What is programming all about?
I started programming as an autodidact at 13 trying to build my own role-playing game forum. Sheer curiosity fueled the passion, it got me hooked to the craft.
I ended up graduating from college with a major in software. Engineering school taught me the basics, how each concept fits together. More importantly, how software quality is defined, evaluated, and consistently produced - which is what separates a hobbyist from a professional.
Both formal and informal education has pros and cons. Formal education is no longer a necessity to work in most companies. Its most essential aspects can be replaced by personal practice, books, online courses, or support communities. This post is an attempt at teaching you how to go about learning how to program.

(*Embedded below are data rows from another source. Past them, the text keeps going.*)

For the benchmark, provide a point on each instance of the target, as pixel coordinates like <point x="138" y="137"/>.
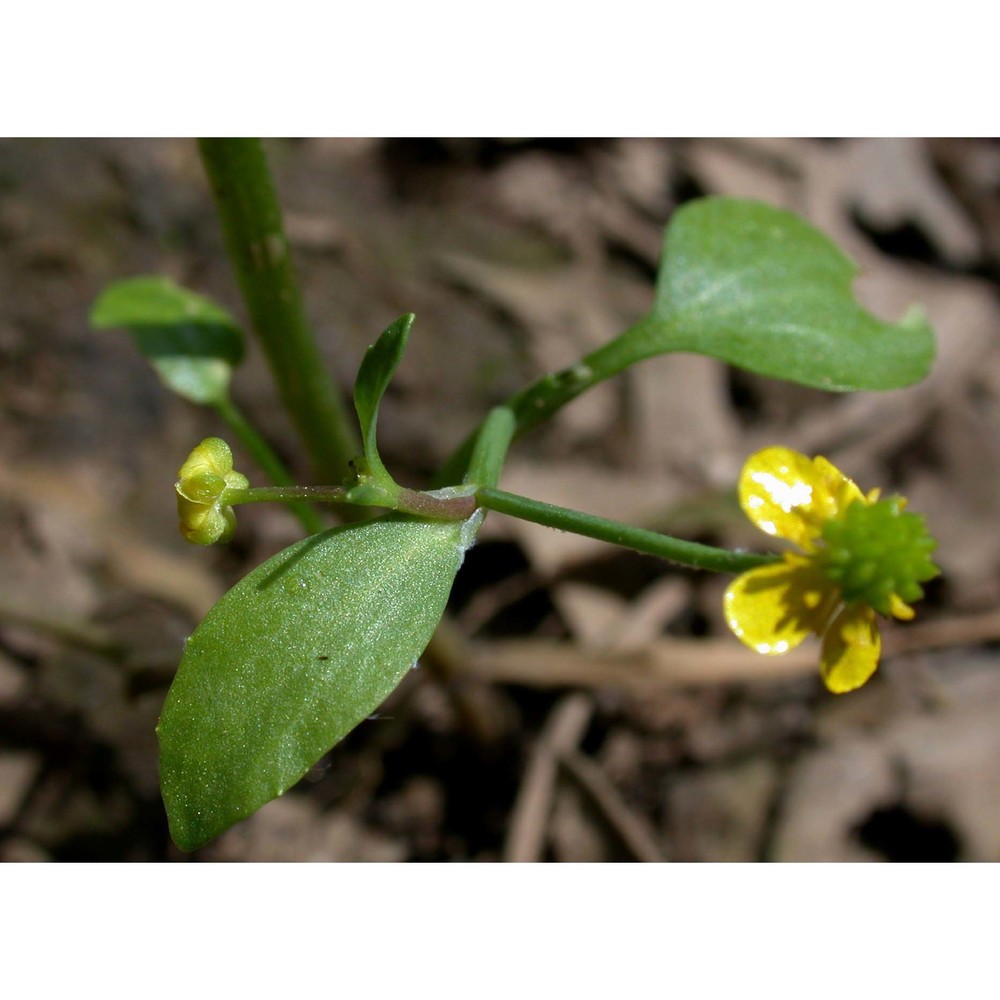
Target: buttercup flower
<point x="205" y="482"/>
<point x="858" y="555"/>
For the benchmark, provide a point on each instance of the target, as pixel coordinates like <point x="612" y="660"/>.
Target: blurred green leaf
<point x="293" y="658"/>
<point x="377" y="368"/>
<point x="761" y="289"/>
<point x="191" y="342"/>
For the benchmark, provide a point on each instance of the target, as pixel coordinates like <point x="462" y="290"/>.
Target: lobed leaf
<point x="761" y="289"/>
<point x="192" y="343"/>
<point x="293" y="658"/>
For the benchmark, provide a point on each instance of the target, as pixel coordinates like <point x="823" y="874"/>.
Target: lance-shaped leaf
<point x="293" y="658"/>
<point x="761" y="289"/>
<point x="377" y="368"/>
<point x="191" y="342"/>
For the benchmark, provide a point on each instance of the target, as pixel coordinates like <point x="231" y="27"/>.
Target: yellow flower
<point x="206" y="481"/>
<point x="857" y="556"/>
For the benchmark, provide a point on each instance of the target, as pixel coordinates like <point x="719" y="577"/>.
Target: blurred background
<point x="591" y="706"/>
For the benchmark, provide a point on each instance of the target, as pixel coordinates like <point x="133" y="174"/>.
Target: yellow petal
<point x="773" y="608"/>
<point x="792" y="496"/>
<point x="851" y="648"/>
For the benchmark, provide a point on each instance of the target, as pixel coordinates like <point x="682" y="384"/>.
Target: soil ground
<point x="594" y="707"/>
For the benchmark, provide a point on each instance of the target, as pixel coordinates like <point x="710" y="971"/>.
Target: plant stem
<point x="490" y="449"/>
<point x="540" y="400"/>
<point x="651" y="542"/>
<point x="446" y="505"/>
<point x="255" y="240"/>
<point x="271" y="465"/>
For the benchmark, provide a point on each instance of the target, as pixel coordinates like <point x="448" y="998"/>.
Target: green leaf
<point x="191" y="342"/>
<point x="293" y="658"/>
<point x="761" y="289"/>
<point x="380" y="363"/>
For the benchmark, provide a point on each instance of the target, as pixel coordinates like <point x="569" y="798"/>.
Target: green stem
<point x="540" y="400"/>
<point x="490" y="449"/>
<point x="255" y="239"/>
<point x="271" y="465"/>
<point x="444" y="505"/>
<point x="651" y="542"/>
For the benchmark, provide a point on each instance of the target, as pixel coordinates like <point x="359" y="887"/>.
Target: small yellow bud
<point x="206" y="480"/>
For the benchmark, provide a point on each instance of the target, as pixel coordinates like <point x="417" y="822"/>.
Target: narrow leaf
<point x="191" y="342"/>
<point x="376" y="371"/>
<point x="761" y="289"/>
<point x="293" y="658"/>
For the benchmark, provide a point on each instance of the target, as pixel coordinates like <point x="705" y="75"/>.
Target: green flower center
<point x="877" y="550"/>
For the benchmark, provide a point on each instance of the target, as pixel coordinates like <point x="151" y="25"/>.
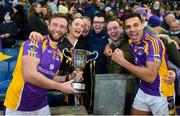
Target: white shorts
<point x="157" y="105"/>
<point x="43" y="111"/>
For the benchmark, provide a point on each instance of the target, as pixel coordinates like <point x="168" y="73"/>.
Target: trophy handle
<point x="66" y="49"/>
<point x="95" y="52"/>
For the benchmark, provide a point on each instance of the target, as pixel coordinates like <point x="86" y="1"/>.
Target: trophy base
<point x="79" y="86"/>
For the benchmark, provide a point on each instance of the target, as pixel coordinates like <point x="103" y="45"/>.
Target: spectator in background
<point x="8" y="32"/>
<point x="175" y="29"/>
<point x="177" y="13"/>
<point x="2" y="12"/>
<point x="53" y="4"/>
<point x="148" y="68"/>
<point x="142" y="12"/>
<point x="35" y="21"/>
<point x="63" y="9"/>
<point x="169" y="17"/>
<point x="155" y="8"/>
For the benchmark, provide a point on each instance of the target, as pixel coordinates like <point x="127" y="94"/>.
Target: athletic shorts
<point x="157" y="105"/>
<point x="43" y="111"/>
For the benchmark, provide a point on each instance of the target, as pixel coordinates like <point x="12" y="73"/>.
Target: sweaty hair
<point x="58" y="15"/>
<point x="132" y="15"/>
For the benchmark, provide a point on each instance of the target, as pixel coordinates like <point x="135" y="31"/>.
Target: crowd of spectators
<point x="161" y="18"/>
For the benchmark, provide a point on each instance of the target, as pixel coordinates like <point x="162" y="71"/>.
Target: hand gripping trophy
<point x="79" y="58"/>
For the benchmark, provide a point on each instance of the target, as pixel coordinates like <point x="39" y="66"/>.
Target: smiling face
<point x="57" y="28"/>
<point x="87" y="26"/>
<point x="134" y="29"/>
<point x="114" y="30"/>
<point x="76" y="27"/>
<point x="38" y="8"/>
<point x="98" y="24"/>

Learning how to program is half learning how to code, half learning how to optimize your code for humans and machines to process it. Once you understand that, it becomes clear learning how to program is first and foremost a quest for quality: programming is a search for beauty.

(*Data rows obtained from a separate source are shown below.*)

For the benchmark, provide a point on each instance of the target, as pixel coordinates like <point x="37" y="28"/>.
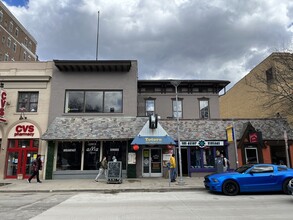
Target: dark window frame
<point x="104" y="102"/>
<point x="30" y="105"/>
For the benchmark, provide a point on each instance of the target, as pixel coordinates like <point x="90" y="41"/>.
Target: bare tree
<point x="272" y="80"/>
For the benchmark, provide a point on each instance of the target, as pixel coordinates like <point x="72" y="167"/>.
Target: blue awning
<point x="153" y="140"/>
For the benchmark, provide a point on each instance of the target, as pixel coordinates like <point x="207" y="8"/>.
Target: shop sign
<point x="2" y="105"/>
<point x="198" y="143"/>
<point x="253" y="137"/>
<point x="24" y="130"/>
<point x="69" y="150"/>
<point x="92" y="149"/>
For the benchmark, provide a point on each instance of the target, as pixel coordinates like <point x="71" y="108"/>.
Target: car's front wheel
<point x="230" y="188"/>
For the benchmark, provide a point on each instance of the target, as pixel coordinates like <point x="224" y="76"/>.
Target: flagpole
<point x="98" y="29"/>
<point x="235" y="143"/>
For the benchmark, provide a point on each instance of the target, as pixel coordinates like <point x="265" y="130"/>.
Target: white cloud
<point x="191" y="39"/>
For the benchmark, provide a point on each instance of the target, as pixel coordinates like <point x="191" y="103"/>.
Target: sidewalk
<point x="87" y="185"/>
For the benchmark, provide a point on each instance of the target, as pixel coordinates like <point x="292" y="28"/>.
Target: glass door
<point x="251" y="155"/>
<point x="152" y="162"/>
<point x="19" y="162"/>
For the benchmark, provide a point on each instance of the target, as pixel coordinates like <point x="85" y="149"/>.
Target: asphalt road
<point x="145" y="205"/>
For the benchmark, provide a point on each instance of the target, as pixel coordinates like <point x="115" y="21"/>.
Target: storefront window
<point x="208" y="158"/>
<point x="69" y="156"/>
<point x="204" y="157"/>
<point x="23" y="143"/>
<point x="195" y="157"/>
<point x="117" y="149"/>
<point x="91" y="155"/>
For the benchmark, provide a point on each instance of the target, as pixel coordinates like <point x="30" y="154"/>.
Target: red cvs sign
<point x="2" y="105"/>
<point x="24" y="130"/>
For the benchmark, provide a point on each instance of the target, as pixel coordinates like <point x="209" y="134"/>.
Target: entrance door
<point x="251" y="155"/>
<point x="20" y="156"/>
<point x="152" y="162"/>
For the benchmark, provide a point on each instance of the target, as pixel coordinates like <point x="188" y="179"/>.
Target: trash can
<point x="131" y="171"/>
<point x="219" y="165"/>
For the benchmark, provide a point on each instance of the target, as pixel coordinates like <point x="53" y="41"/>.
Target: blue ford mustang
<point x="250" y="178"/>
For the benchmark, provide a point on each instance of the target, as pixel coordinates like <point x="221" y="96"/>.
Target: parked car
<point x="250" y="178"/>
<point x="290" y="187"/>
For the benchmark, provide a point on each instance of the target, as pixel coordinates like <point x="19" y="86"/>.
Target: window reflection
<point x="69" y="156"/>
<point x="93" y="101"/>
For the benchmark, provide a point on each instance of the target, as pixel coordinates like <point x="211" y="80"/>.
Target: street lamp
<point x="176" y="83"/>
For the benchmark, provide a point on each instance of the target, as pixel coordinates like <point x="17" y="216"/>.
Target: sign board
<point x="114" y="172"/>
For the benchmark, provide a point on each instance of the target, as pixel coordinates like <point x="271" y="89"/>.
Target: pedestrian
<point x="37" y="166"/>
<point x="173" y="168"/>
<point x="226" y="163"/>
<point x="103" y="169"/>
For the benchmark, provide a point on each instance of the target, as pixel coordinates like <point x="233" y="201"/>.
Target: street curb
<point x="109" y="191"/>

Learning programming is thus similar to an artisan’s apprenticeship. You need to integrate many tools and concepts in order to reach a high level of mastery. Each technology you are bound to use in professional settings serves this quest for technical mastery. For example, Git versioning addresses the challenges that come with the collaborative environments all developers are bound to take part in. The mantra of the software developer is continuous improvement.

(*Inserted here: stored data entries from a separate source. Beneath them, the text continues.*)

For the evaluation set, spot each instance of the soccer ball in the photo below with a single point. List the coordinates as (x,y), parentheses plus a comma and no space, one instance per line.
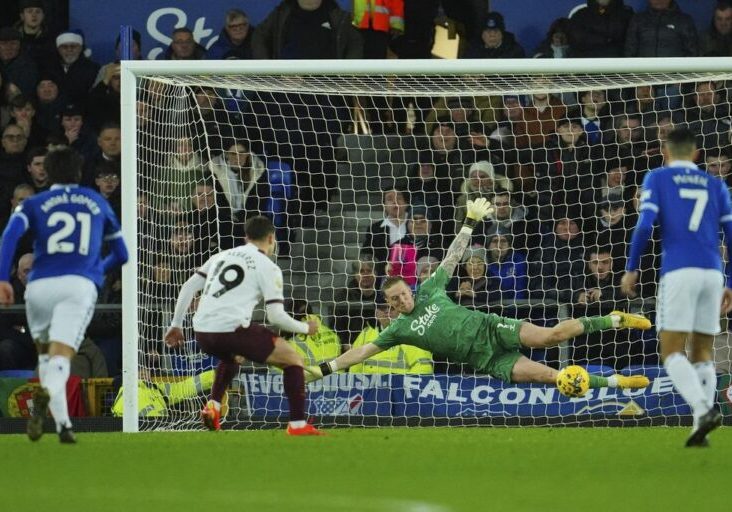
(573,381)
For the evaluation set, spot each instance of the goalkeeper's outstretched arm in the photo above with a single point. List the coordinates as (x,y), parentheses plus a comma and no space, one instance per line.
(342,362)
(476,211)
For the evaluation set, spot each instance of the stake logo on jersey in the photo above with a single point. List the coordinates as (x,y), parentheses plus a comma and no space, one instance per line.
(69,224)
(236,280)
(425,320)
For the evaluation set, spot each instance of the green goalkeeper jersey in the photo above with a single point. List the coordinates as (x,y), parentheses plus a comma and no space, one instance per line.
(439,325)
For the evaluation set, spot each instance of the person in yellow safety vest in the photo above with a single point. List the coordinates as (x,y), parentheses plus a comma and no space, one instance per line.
(322,346)
(377,21)
(154,398)
(402,359)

When you start learning karate, you probably want to kick someone’s butt during your first training session. Of course, that’s not how it works: you need the basics first, otherwise, you just end up hurting yourself. More importantly, you need the underlying philosophy - to understand it’s not okay to use your powers against the very rules your practice is based on: pacifism in karate (undoing and avoiding violence), or excelsior in programming. Now we understand what programming is about, we can proceed to learn the basics.
We all seek knowledge because we are expecting something from it. The way you learn must reflect the inner reason why you got started in the first place. Learning is thus a constant shift between a macroscopic (the end goal, the bigger picture) and a microscopic (an atomic element of knowledge) scale. Depending on where you stand, you need to take a pragmatic (tutorial) or a theoretical (compendium) approach, or something in between (handbook). The quicker you strike a balance between the two, the faster you can start developing a “passion” for the subject - because you created an action/reward loop.
One thing to understand about programming is that the language rarely matters. PHP, Javascript, Java, Python, Ruby… spending too much time wondering which choice is better is futile. The reason is quite simple: most “mainstream” languages follow the same paradigm mixing imperative and object-oriented programming. Once you understand a concept in one language it becomes easy to adapt it to another. It’s true for basic elements of programming - loop structures, conditional statements, etc. - but also for more advanced and subtle concepts, such as design patterns explaining how good software is structured: if you know how to use one MVC framework (Symfony), you can quickly grasp the inner workings of similar tools (Laravel, Ruby on Rails…).